Barely visible behind the tidy, stacked columns of Judaic literature, Yitzhak Israeli leafed through a leather-bound copy of the Talmud, searching for new insights on an ancient text.

Two rows away, Karen Steinberger picked up a paperback she’s been itching to buy: Future Tense by Rabbi Jonathan Sacks, a prolific, controversial author who’s faced opposition from religious conservatives.

But no matter what literary work either chooses to read at Yeshiva University’s book fair, both will encounter one common theme: the roots of Jewish identity.

The school expects more than 13,000 visitors this month at the Seforim sale—located at 2495 Amsterdam Ave. on the university’s Wilf Campus in Washington Heights—where patrons can select from a wide range of faith-based titles, from Yearning for Shabbat to the cooking guide, Quick and Kosher.

With less than a week before the student-run event ends, Tzvi Feifel, 23, a Yeshiva student and the fair’s chief executive, said his team looks to gross $1 million from its selection of nearly 15,000 works.

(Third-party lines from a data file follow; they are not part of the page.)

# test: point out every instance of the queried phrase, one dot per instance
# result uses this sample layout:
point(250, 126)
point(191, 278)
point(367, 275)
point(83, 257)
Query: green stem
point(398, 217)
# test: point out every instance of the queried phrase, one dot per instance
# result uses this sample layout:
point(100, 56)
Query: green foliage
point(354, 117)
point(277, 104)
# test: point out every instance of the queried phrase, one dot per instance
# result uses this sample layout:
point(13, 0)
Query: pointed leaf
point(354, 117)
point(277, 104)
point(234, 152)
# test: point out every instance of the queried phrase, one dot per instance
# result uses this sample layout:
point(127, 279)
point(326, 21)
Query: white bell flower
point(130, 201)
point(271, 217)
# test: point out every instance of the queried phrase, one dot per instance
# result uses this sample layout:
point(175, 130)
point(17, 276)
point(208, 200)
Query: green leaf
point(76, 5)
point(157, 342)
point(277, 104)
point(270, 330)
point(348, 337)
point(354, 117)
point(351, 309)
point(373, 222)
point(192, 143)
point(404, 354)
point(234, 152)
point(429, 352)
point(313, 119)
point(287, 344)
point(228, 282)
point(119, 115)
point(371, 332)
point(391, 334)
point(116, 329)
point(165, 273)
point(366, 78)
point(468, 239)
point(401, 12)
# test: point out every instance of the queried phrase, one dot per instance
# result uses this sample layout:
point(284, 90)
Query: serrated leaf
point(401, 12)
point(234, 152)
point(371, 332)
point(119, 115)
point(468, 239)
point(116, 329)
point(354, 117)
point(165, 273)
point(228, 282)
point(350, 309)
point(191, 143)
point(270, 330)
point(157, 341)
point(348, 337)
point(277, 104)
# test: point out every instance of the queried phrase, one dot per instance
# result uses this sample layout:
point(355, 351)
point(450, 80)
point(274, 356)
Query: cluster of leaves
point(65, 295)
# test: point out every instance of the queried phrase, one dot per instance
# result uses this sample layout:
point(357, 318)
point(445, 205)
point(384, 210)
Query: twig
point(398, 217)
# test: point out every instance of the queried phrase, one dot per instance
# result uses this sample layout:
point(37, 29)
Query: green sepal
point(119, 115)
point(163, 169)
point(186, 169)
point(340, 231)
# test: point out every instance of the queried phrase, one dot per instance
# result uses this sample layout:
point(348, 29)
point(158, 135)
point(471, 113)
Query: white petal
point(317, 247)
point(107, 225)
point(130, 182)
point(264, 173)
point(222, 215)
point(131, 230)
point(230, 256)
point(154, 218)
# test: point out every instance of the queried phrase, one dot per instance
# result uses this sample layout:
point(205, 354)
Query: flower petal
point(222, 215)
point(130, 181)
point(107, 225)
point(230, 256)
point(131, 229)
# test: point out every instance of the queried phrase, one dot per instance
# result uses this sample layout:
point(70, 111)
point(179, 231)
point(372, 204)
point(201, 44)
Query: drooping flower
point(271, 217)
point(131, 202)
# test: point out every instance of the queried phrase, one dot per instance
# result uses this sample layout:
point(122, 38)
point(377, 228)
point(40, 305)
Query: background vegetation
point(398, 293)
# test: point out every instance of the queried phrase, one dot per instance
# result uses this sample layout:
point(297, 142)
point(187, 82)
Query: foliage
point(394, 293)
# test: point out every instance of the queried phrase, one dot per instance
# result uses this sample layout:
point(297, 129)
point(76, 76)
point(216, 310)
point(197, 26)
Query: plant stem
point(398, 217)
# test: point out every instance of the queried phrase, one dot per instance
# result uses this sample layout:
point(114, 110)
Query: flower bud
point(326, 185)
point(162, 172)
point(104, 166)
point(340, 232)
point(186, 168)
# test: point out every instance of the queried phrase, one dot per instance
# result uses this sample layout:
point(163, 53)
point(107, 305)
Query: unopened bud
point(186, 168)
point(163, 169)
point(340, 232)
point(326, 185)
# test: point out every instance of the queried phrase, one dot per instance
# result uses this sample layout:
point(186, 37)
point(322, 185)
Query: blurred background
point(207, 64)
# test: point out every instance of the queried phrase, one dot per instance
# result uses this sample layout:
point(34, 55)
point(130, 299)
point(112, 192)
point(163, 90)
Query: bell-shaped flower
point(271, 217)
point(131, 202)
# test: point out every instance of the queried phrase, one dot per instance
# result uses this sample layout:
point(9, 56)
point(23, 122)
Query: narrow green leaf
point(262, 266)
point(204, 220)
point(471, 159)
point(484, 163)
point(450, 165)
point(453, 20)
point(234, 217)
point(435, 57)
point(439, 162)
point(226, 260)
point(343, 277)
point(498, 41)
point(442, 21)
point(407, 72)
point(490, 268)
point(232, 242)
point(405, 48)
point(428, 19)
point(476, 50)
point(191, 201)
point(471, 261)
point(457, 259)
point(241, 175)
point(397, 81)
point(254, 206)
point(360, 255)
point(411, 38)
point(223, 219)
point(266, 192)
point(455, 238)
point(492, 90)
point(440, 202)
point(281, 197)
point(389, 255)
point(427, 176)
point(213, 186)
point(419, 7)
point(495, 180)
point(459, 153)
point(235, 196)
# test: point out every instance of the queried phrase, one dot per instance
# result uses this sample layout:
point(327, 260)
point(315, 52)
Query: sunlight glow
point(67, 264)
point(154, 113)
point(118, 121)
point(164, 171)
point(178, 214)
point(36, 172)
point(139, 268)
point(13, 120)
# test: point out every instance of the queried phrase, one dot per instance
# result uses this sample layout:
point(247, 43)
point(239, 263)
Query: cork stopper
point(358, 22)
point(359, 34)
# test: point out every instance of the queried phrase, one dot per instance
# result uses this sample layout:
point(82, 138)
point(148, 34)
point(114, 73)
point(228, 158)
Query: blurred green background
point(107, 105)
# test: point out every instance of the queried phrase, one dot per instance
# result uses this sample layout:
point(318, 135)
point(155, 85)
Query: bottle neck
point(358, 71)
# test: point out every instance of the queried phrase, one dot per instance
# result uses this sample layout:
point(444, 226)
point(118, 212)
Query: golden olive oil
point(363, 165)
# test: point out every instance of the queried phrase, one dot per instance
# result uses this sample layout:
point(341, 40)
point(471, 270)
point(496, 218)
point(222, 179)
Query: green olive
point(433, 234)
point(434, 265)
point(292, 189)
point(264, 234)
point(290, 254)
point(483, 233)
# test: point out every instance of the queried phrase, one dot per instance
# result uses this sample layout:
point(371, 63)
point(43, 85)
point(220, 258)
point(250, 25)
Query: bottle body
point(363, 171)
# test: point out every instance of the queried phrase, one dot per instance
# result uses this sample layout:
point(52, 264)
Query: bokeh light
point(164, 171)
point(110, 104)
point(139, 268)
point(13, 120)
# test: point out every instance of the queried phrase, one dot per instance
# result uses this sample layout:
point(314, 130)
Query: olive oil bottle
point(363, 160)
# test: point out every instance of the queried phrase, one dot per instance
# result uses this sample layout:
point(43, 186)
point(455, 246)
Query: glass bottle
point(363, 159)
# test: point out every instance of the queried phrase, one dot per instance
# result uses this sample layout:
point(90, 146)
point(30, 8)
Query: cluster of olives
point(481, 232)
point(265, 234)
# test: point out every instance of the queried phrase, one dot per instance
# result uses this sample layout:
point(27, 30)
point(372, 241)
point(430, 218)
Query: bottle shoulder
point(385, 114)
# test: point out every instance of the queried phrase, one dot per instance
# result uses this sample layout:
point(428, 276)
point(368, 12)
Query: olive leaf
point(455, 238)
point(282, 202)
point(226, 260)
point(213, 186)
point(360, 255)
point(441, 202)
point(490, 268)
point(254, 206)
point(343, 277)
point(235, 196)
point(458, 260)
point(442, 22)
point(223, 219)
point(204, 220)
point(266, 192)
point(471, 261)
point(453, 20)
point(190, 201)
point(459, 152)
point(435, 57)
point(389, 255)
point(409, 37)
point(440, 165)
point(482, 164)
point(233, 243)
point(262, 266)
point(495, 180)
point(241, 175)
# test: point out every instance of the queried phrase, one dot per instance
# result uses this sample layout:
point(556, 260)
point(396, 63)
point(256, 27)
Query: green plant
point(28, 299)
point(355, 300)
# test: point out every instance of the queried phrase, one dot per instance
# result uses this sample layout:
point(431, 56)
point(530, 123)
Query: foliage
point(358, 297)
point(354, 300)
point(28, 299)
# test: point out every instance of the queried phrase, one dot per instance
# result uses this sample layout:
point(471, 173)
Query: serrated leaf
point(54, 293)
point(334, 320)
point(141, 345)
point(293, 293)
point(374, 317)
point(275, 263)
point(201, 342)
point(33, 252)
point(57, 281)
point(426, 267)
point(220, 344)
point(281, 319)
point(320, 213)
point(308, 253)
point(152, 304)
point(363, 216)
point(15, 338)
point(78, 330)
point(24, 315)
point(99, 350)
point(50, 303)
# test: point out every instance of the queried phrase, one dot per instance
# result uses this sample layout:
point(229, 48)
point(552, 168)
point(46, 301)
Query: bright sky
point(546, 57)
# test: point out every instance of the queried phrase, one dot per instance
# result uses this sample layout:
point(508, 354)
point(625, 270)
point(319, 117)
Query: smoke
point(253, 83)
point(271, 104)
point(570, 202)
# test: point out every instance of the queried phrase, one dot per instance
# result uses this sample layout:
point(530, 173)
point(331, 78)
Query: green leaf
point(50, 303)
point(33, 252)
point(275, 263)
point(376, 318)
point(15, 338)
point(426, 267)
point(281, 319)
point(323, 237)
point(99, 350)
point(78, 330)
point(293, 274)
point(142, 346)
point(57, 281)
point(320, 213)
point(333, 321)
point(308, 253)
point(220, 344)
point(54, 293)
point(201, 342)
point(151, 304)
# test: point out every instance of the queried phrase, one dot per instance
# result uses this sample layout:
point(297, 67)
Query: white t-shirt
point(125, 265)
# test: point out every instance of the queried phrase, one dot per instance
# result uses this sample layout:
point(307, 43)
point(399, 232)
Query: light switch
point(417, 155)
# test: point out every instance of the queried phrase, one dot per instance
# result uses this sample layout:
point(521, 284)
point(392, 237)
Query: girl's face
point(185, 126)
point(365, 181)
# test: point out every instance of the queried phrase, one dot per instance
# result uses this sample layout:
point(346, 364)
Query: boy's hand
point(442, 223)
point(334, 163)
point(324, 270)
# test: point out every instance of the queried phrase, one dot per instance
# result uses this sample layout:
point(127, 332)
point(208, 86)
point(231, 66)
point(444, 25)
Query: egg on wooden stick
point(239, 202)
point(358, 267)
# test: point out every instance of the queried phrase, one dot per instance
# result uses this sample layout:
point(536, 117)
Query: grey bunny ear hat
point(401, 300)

“We have all the ancient texts but we also have newer stuff which is borderline controversial,” Feifel said. “There’s always some stuff that’s going to poke people’s sides. But we’re trying to be of service to the community and the community is very broad.”

Some readers like Israeli of Munsey, N.Y. said that, when it comes to the holy books, it’s hard to stick to a budget.

“I have a small pile building in the corner over there,” he said, pointing to a stack so high it threatened to topple over. He later added several more to the growing heap. “Let’s see how big it’s going to get by the end of this visit.”

But the sale also appeals to a younger crowd—those who want to study Judaism in a 21st century context. Clusters of Yeshiva students mingled between the aisles, discussing recent reads or noteworthy authors, including the works by Joseph Ber Soloveitchik, commonly known as “The Rav.” Steinberger, 21, said she’s eager to get her hands on some newer titles and lose herself in the “corpus of literature.”

From the customary to cutting-edge, Feifel said the eclectic variety of merchandise reflects the diversity of the clientele.

“We have people getting the traditional stuff,” he said, referring to the prayer books. “But at the same time they branch out and get the new stuff. The purpose of reading the old stuff is not to read it in of itself. The question is when you read something, how does it affect you, how does it mold you to become a better person.”

Still, Feifel isn’t convinced of all messages in modern writings—and neither is Israeli, who rarely ventured out of the sale’s selection of traditional works.

But despite the generational gap, both considered the book sale one way to reconnect with their religious roots, using faith to inform their day-to-day lives.

“See how much wisdom is folded into these books,” Israeli said, tracing the gold, embossed Hebrew characters stamped on the spine of one tome. “It’s trying to give us a drop from the ocean of the wisdom of the Torah. Religion gives you strength, gives you power, gives you belief, gives you life.”